『兵士の記録〜エリック・マーディアス〜第二部』-25
「クリス、聞こえるか?」
「…………」
返事は無い。ただ、ノイズが微かに聞こえてくるだけだ。
サブ・カメラはノイズが酷くなり、様子も判らなくなる。
「聞こえるなら聞いてくれ。断じて俺は、この場所を知らせたりしてない。通信が傍受されてたんだよ。俺も捕まる所だった。」
「……………」
やはり返事は無い。恐らく今は、何を言っても言い訳にしかならない。
「…………クリス……俺…やっぱりお前に惚れてる……」
「………」
本当に聞こえているのか怪しいが、それでもエリックは続ける。
「…お前がいくら人を殺しても、お前が生きててくれればそれで良いんだ……」
「……………たし……」
声が、聞こえた。クリスの、声だ。
「…あたし…………弾が切れなければ…きっとあんたを殺してた……今回みたく自分を見失ったら、次はあんたを殺しちゃうかも知れないんだよ……?怖くないの……?」
良かった、正気に戻っている―――エリックは安堵した。
しかし先ほどは、かなり危なかったらしい。
「…そりゃ…少しはな。だけど、気付いたんだ。もっと大事な事に。」
穏やかに、エリックは答える。
「……大事な……事…?」
「……惚れた女を守る事。…前にも言ったろ?」
「……………!」
少し照れながら、言葉を紡ぐエリック。
沈黙が、降りた。通信機のノイズが、酷くなる。

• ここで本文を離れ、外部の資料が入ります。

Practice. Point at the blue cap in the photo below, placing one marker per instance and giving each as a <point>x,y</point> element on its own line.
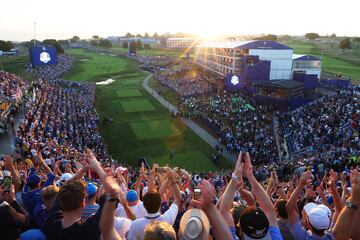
<point>33,180</point>
<point>131,196</point>
<point>91,189</point>
<point>32,234</point>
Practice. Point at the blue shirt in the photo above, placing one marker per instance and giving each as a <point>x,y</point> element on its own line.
<point>299,233</point>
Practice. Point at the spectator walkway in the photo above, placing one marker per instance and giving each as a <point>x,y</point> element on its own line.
<point>212,141</point>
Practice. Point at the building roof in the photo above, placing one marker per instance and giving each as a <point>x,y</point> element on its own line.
<point>288,84</point>
<point>254,44</point>
<point>300,57</point>
<point>187,39</point>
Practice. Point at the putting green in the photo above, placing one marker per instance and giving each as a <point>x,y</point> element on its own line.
<point>184,159</point>
<point>154,129</point>
<point>140,105</point>
<point>128,93</point>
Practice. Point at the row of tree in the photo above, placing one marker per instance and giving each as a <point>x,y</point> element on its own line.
<point>6,46</point>
<point>137,44</point>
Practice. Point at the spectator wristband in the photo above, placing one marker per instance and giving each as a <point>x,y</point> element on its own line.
<point>111,198</point>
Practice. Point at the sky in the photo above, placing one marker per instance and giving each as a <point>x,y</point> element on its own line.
<point>206,18</point>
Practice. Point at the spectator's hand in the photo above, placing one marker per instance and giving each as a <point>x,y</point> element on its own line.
<point>8,162</point>
<point>111,186</point>
<point>9,196</point>
<point>238,172</point>
<point>248,169</point>
<point>208,194</point>
<point>305,178</point>
<point>355,185</point>
<point>91,159</point>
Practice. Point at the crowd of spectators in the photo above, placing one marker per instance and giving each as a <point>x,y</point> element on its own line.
<point>12,92</point>
<point>186,80</point>
<point>239,123</point>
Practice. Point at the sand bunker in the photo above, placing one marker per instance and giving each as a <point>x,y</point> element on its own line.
<point>106,82</point>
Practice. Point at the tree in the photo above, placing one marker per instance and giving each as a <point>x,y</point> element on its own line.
<point>93,42</point>
<point>75,39</point>
<point>312,36</point>
<point>147,46</point>
<point>125,45</point>
<point>128,35</point>
<point>269,37</point>
<point>55,44</point>
<point>139,45</point>
<point>11,44</point>
<point>105,43</point>
<point>345,44</point>
<point>4,46</point>
<point>357,40</point>
<point>155,35</point>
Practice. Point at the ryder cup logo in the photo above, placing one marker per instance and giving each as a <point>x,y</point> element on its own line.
<point>235,80</point>
<point>45,57</point>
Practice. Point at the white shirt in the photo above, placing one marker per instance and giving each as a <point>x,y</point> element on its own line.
<point>137,229</point>
<point>139,210</point>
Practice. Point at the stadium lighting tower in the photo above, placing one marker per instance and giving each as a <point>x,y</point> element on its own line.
<point>34,33</point>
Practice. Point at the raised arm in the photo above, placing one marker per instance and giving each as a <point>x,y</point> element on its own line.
<point>227,199</point>
<point>261,196</point>
<point>42,162</point>
<point>291,205</point>
<point>9,165</point>
<point>347,216</point>
<point>107,215</point>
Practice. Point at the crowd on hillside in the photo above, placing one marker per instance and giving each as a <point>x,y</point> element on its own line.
<point>53,72</point>
<point>239,123</point>
<point>186,80</point>
<point>12,92</point>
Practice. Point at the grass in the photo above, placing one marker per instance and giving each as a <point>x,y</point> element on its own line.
<point>138,133</point>
<point>154,129</point>
<point>159,52</point>
<point>138,105</point>
<point>167,93</point>
<point>334,60</point>
<point>128,93</point>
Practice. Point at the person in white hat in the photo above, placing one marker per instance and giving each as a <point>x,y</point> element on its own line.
<point>316,217</point>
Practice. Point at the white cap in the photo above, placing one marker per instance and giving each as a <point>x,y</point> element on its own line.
<point>6,173</point>
<point>65,177</point>
<point>318,216</point>
<point>122,226</point>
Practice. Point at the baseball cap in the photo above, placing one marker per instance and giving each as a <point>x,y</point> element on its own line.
<point>131,196</point>
<point>33,234</point>
<point>194,224</point>
<point>319,216</point>
<point>65,177</point>
<point>91,189</point>
<point>33,180</point>
<point>122,225</point>
<point>254,224</point>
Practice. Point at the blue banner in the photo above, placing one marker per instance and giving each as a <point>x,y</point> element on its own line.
<point>42,55</point>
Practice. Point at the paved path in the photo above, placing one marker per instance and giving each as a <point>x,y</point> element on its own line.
<point>212,141</point>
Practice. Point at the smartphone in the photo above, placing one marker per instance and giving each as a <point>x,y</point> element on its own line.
<point>6,183</point>
<point>197,193</point>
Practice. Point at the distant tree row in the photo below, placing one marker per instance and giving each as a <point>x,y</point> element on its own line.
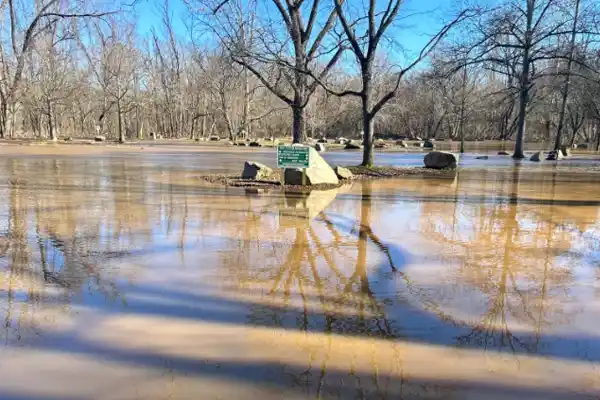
<point>522,70</point>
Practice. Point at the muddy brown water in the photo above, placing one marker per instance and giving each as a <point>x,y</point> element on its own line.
<point>123,277</point>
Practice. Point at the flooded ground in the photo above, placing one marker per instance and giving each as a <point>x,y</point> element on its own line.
<point>122,277</point>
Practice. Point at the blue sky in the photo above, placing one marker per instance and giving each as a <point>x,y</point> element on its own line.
<point>412,34</point>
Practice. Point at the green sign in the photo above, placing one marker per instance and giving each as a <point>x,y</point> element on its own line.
<point>293,157</point>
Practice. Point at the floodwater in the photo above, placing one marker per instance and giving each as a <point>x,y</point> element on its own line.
<point>123,277</point>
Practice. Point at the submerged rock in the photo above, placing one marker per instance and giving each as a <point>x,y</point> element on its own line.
<point>319,146</point>
<point>555,155</point>
<point>441,160</point>
<point>343,173</point>
<point>256,171</point>
<point>352,146</point>
<point>318,173</point>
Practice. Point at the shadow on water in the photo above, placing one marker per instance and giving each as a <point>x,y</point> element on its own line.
<point>337,267</point>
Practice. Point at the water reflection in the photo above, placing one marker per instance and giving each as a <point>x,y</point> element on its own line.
<point>368,291</point>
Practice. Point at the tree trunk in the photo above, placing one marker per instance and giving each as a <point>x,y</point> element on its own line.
<point>120,122</point>
<point>51,126</point>
<point>597,135</point>
<point>462,110</point>
<point>524,84</point>
<point>3,118</point>
<point>368,120</point>
<point>565,91</point>
<point>298,123</point>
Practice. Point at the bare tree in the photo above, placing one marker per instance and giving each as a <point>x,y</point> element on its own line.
<point>24,29</point>
<point>279,50</point>
<point>380,17</point>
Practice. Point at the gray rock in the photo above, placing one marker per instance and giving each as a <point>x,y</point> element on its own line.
<point>319,147</point>
<point>352,146</point>
<point>318,173</point>
<point>257,171</point>
<point>343,173</point>
<point>537,157</point>
<point>441,160</point>
<point>555,155</point>
<point>565,150</point>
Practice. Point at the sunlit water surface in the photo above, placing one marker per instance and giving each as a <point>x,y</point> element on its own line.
<point>126,278</point>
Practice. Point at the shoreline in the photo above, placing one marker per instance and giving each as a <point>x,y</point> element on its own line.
<point>359,174</point>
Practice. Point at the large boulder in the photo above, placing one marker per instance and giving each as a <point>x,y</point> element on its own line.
<point>565,150</point>
<point>555,155</point>
<point>343,173</point>
<point>536,157</point>
<point>318,173</point>
<point>441,160</point>
<point>352,146</point>
<point>257,171</point>
<point>319,147</point>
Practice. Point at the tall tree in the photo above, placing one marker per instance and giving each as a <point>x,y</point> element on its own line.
<point>379,17</point>
<point>278,50</point>
<point>26,22</point>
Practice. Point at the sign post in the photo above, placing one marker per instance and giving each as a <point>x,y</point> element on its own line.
<point>294,157</point>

殆どノイズしか聞こえない。
「クリス……?」
思わず、エリックは声をかけた。
すると、突然コクピットのハッチが開いた。
「…………馬鹿…!」
外の夕焼けをバックに立っていたのは、クリス。
泣き笑いのような表情を浮かべ、コクピットに飛び込んでくる。
「……なっ……!?」
驚くエリックをよそに、クリスはするりとシートの前方に回りこんだ。
さして広くも無いコクピットでそれをすれば……
「…ク…クリス………」
「………なに?」
戸惑うエリックの言葉に、エリックにぎゅうと抱きつくクリスが顔を上げる。
涙で赤く腫れた目。しかしもう、泣いてはいない。
その顔を見た瞬間。
「好きだ…。…エル…雷神の代わりにはなれないけど…お前を守る…幸せにしてみせる…」
切ない程の愛しさが込み上げ、エリックもクリスを抱き締める。
エルの名を聞いたクリスの瞳が、一瞬揺らぐ。だが……
「うん………!…ありがとう…………好きよ、エリック…」
エリックの胸に顔を埋め、クリスは極上の微笑を浮かべた。